If you have not filed a 2018 or 2019 return, there is still time to file to get the rebate. Even taxpayers with zero taxable income are eligible for the relief, but need a filed tax return on record to receive the payment unless they receive social security payments. Payments will be sent to the bank on record with the tax return refund or payment recorded on the return.
Workers who are laid off will generally be eligible for unemployment benefits under their specific state's rules for amounts and duration of the payments. The CARES Act provides additional relief to unemployed workers in the form of payments in addition to state unemployment benefits. This relief is in the form of additional $600 payment per week from the federal government on top of the weekly state unemployment benefit.
In addition, the CARES Act will add 13 weeks of extended state unemployment benefits.
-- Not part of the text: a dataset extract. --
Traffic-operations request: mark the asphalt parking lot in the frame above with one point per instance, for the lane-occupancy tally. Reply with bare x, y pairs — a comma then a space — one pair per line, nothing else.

Those who have new claims or existing claims set to expire will benefit from this provision. Total unemployment benefits are now for 39 weeks.
Additional help is also available to self-employed business owners who have lost revenue because of the coronavirus. Unemployment benefits are taxable income to the recipient and the expanded benefits are also taxable.
Employer Payroll Related Tax Credits
Employers may claim a fifty percent tax credit on the wages paid to employees from March 13 to December 31, 2020. The maximum amount of the credit is $5,000 based on a limit of $10,000 wages. To qualify, the business must be suspended because of government action related to the coronavirus or the business must experience a decline of 50% or more of revenue for the calendar quarter compared to the prior year comparable quarter.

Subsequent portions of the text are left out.